Tabula Rasa

For months I helplessly faced some sort of strange "caching" issue I had with my Elixir/SQLAlchemy duo. It seems I have solved it - finally!

Deployment Background

Since I have deployed two of my sites through the great mod_wsgi Apache module, each application is loaded and served by multiple Python interpreter instances (I will use this term since this can mean both processes or threads).

Problem Appearance

When changes to the database's contents occur on a site, e.g. by inserting or updating a news post, only a few or even just one of the interpreter instances for the corresponding application seem to take note. Re-requesting an affected resource multiple times from the server yields different results, with some showing the old and others showing the new data.
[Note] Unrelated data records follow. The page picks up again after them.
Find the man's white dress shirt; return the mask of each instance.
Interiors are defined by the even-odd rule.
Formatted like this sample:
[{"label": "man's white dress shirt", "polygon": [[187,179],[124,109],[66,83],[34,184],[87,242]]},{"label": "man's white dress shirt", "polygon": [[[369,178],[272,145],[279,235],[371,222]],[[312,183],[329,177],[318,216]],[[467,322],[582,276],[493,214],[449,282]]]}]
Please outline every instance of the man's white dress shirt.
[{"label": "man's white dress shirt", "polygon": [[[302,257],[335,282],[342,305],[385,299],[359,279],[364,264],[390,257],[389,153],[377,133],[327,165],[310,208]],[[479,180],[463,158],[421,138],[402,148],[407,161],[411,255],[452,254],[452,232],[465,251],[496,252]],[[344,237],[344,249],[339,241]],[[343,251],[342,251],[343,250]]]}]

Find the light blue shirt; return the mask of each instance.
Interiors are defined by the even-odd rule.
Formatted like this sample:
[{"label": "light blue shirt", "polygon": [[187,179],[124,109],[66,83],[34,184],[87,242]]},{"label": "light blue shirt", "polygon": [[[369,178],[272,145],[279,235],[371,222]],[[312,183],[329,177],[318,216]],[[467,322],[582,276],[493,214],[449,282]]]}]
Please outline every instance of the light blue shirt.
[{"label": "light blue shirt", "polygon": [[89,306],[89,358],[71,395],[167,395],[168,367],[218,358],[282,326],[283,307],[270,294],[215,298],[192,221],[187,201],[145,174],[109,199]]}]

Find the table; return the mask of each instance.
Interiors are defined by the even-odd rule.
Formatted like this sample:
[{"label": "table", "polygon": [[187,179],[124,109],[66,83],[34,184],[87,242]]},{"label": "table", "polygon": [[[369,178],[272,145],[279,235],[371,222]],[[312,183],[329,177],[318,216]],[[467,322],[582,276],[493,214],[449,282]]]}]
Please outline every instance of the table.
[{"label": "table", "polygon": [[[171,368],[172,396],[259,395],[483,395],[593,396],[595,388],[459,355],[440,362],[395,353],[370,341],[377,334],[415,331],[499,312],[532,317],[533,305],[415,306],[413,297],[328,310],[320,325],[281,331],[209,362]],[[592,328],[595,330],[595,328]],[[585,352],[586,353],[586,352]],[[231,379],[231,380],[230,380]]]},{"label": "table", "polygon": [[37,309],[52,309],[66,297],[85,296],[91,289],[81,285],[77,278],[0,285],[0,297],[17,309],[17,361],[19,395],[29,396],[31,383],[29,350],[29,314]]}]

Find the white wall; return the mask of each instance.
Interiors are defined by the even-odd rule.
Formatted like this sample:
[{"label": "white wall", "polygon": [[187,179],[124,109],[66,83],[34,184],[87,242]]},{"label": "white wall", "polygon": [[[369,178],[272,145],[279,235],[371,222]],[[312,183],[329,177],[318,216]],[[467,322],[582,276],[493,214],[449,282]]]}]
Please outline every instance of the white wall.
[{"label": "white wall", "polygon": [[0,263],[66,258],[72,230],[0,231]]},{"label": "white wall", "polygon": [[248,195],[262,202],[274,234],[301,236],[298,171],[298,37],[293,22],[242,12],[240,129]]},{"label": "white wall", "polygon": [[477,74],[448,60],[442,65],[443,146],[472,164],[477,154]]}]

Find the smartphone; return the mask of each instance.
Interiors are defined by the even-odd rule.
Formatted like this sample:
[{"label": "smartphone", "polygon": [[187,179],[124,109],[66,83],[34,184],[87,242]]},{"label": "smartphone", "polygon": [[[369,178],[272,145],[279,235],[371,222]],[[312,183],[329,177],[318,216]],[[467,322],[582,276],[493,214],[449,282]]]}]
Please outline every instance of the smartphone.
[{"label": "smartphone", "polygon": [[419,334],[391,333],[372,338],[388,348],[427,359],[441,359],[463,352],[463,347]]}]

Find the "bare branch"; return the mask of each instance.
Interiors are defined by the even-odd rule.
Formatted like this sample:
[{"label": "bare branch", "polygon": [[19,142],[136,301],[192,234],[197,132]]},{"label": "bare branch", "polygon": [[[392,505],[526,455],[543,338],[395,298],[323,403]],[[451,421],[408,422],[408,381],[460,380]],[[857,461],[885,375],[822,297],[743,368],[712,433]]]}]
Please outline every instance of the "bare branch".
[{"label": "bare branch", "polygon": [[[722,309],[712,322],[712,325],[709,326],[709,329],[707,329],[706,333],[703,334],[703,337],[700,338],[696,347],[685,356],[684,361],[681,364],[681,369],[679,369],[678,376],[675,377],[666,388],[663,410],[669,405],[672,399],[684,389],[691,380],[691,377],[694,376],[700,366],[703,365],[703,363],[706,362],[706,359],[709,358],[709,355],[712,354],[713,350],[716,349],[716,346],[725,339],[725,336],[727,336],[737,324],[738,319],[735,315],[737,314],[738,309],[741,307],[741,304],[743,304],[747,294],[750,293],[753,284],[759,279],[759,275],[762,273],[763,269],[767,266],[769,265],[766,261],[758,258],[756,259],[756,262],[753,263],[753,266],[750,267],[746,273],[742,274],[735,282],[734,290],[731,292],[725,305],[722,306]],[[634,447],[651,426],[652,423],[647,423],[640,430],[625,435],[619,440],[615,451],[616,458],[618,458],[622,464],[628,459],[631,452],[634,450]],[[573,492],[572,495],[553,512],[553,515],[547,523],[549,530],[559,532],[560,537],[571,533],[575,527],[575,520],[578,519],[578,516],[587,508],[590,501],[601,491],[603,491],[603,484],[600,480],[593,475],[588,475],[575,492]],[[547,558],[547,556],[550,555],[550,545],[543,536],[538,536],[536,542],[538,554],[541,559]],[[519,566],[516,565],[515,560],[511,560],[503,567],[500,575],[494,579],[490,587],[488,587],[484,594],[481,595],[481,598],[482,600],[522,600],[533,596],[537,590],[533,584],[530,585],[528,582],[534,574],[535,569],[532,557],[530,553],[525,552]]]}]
Reloading Apache and therefor restarting the whole application fixes this - until the next change in data.

SQLAlchemy Background

SQLAlchemy provides a Session that, among other things, implements an Identity Map, meaning it holds one unique copy of each object requested from the database.

The crucial point I wasn't aware of is that the Identity Map is not dropped or refreshed on each HTTP request to the application. Thus, when one interpreter instance, the one which flush()ed the change in data, updates its "cache" (which actually is not really a cache, since queries are executed anyway - as I read on a mailing list - to be able to compare both results for equality and update if necessary), the others won't get notified of this and keep serving the old data. And since there is no reset between requests, the described behaviour occurs.

Remedy

Somewhat accidently I stumpled upon a section in the SQLAlchemy docs called Lifespan of a Contextual Session. It provides a clear visualization of what there is to be done: Session.remove() should be called by the framework at the end of the request, before the response is sent.

Well, ok. A short moment of thinking reveals to me that my own custom framework, Upraise, has no implementation of database- and therefor SQLAlchemy-specific glue code (and it shouldn't have in the core, as I think). Anyway, should be easy to add that to the actual application. A warm feeling of forthcoming relief surrounded me.

When talking to Marek earlier this day about my long-standing, to-be traumatic, mysterious "caching" nightmare, he suggested implementing the method call as WSGI middleware. Then followed a nearly mandatory discussion about PJE's article WSGI Middleware Considered Harmful.

Since I use some kind of abort() exits inside my application (especially, but not only in the controllers, or views as they are sometimes calld), adding Session.remove() to my application's __call__ method wouldn't help me here. The middleware idea seems to fit best:

# Get the `session` object (the model is based upon Elixir).
from myapp import model

class DatabaseSessionRemoveMiddleware(object):

    def __init__(self, app):
        self.app = app

    def __call__(self, environ, start_response):
        result = self.app(environ, start_response)
        model.session.remove()
        return result

# Sliding the middleware into the WSGI stack is simple.
app = MyApp()
app = DatabaseSessionRemoveMiddleware(app)

And what can I say: It seems to work as expected! Hooray!

Update: As SQLAlchemy 0.4 for people in a hurry from the Pylons documentation reminded me, one can make use of the finally statement and avoid the middleware by applying it inside the application's __call__ method:

# Get the ``session`` object (the model is based upon Elixir).
from myapp import model

class MyApp(object):

    # initialization ...

    def __call__(self, environ, start_response):
        try:
            # Call the controller ...
            return result
        finally:
            model.session.remove()

app = MyApp()

Note that the unified try/except/finally statement, as specified in PEP 341, was first introduced in Python 2.5.